Grooming A Cat:
Regular grooming and coat care for your cat’s fur is a basic necessity. The benefits of regularly grooming a cat include removal of any loose fur and discarded undercoat and thus helping to minimize hairballs (and your house vacuuming). And it also improves your cat’s circulation.
Grooming also provides the owner with a good opportunity to watch out for parasites such as fleas and ticks, so you can catch them early. And not only that, grooming is a really great way to have a closer bond with your cat, as most felines seriously enjoy a good brushing session!
The regularity of grooming will depend on the breed and coat type of your cat. Different breeds require varying types of grooming. Some kitties need daily brushing and combing, while short haired cats will obviously require less intensive care. Most cats spend a large part of their day grooming themselves.
Start Grooming Your Kitten Early In Life
Start getting your kitten used to being groomed from a very young age and slowly increase the amount of time you spend grooming your kitten until it is quite happy to allow you to brush it. Soon the kitten will love being groomed and will come to see it as part of her daily routine. If you approach grooming as a chore then so will your cat.
When you are grooming your cat don’t forget to check her ears, nose, mouth, eyes, nails and around her feet. It is also a perfect opportunity to check it over for any bumps and lumps. Check the skin by parting the hair, to see if your cat has any skin problems such as fleas or any red, sore or inflamed areas that may require treatment.
A cat’s hair can be short or long with different degrees of coat type within these two types. You will need to give the coats of long haired cats a lot of attention, brushing them at least once every day. Use a wide toothed comb to remove any dead hair.
When you find a knot or matt in your cat’s fur, separate it with your fingers – gently and slowly from the root up. Try not to resort to scissors, but if you have to – then cut into the middle of the knot and try to loosen it again by hand. You may have to have a very matted cat shaved by a veterinary surgeon under general anesthetic or sedation.
If you decide that you would like a long haired cat then you need to be completely sure that you are willing to put in the time grooming a cat with long hair.
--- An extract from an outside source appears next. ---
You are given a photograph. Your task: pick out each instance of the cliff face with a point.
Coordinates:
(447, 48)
Far too frequently these cats have to attend the vet’s because their coats are matted.
You won’t need to spend anything like as long grooming a short haired cat, as a long haired one. You will probably only need to comb the cat thoroughly once a week.
Use a short toothed comb or a rubber brush to remove the dead hairs. Some short haired cats have delicate coats and skin, so please do be cautious when using combs and brushes that you are not damaging the cat in any way.
Loosen dead hairs by hand before you begin to use a brush or comb on your cat. Run your fingers through the fur in the opposite direction to the way to the hair grows. This stimulates the skin’s natural oils to give a nice, healthy shine to the fur. After doing this then you can use the grooming equipment best suited for your cat’s coat type.
It is really not necessary to bath a cat. If it has been thoroughly and correctly groomed, the natural oils in the cats fur will always give it a shiny gleam. Bathing a cat can often make mattes and knots worse, making the fur totally unmanageable.
If your cat has a specific skin complaint or is suffering with fleas that traditional remedies can’t clear up, then make sure that you use shampoo that is suitable for your cat’s skin. Use a specific cat shampoo bought from a pet store or a veterinarian. These cat shampoos are easier to rinse out and make less lather, and should be safe to use on your cat’s skin. Make certain that you wet the coat completely before adding the shampoo.